The federal government has received heavy criticism from various quarters for its response to the pandemic. Now the successes come from the government’s own economists.

A new study released by the Federal Reserve Bank of St. Louis analyzed the government‘s Paycheck Protection Program (PPP), an $800 billion program that distributed forgivable loans to small businesses.

The study’s authors, William R. Emmons and Drew Dahl, economists at the Federal Reserve Bank of St. Louis, concluded that while PPP was timely, it was poorly targeted, expensive, and regressive.

Nearly 75% of recipients were unwitting recipients, the economists wrote, and the funds mainly benefited wealthy households.

“Because of the differences in incomes typical of these different constituencies,” Emmons and Dahl write, the program “ended up being quite regressive compared to other large COVID-19 relief programs, as it benefited households significantly more high income”.

While the program was successful in saving three million jobs, the authors point to an MIT study – led by economist David Autor and written with nine co-authors – which showed that job savings were extremely expensive.

“The study found that, depending on the assumptions, the cost per job saved for one year was $169,000 to $258,000, which was well above the average amount – $58,200 – paid in wages and benefits to small business employees in 2020,” Emmons and Dahl write. “The authors concluded that the PPP cost taxpayers about $4 for every $1 in wages and benefits received by workers in “saved” jobs. The “leak” – $3 out of $4 distributed through the program – went to small business owners. »

The MIT study also found that the PPP was “highly regressive,” with around 75% of the benefits gobbled up by employees in the top quintile, or top 20%.

“The biggest transfer of wealth in history”

A year ago, I noted that the top 1% of people held record wealth in the United States.

It’s no mystery how it happened. Federal Reserve data shows that US households added $13.5 trillion in wealth in 2020, largely thanks to government “stimulus” spending that flooded the system with money.

This new wealth, however, was not fairly distributed. Nearly $10 trillion went to households in the top quintile. It is not a coincidence.

Carol Roth, financial expert and author of The War on Small Business, noted that CARES Act spending clearly favored those closest to power.

“Covid-related ‘relief’ efforts by the government and the Federal Reserve at every turn have favored the already wealthy and well-connected,” Roth told me. “They enabled the largest and most historic transfer of wealth the world has ever seen – billions of dollars going to Wall Street at the expense of Main Street.”

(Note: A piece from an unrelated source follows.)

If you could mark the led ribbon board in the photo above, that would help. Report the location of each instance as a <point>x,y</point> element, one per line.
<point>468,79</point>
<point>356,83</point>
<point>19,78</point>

The average American may have benefited relatively little from this flood of spending — maybe a few stimulus checks — but they are still paying for it, literally, because of the policies that triggered historic inflation.

With the US economy likely already in recession and consumers struggling with 40 years of high inflation, supporters and politicians will be looking to find convenient scapegoats to explain the pain.

Just remember that it was not “capitalism” that caused the lockdowns or printed billions of dollars out of thin air. They were the central planners and the central banks.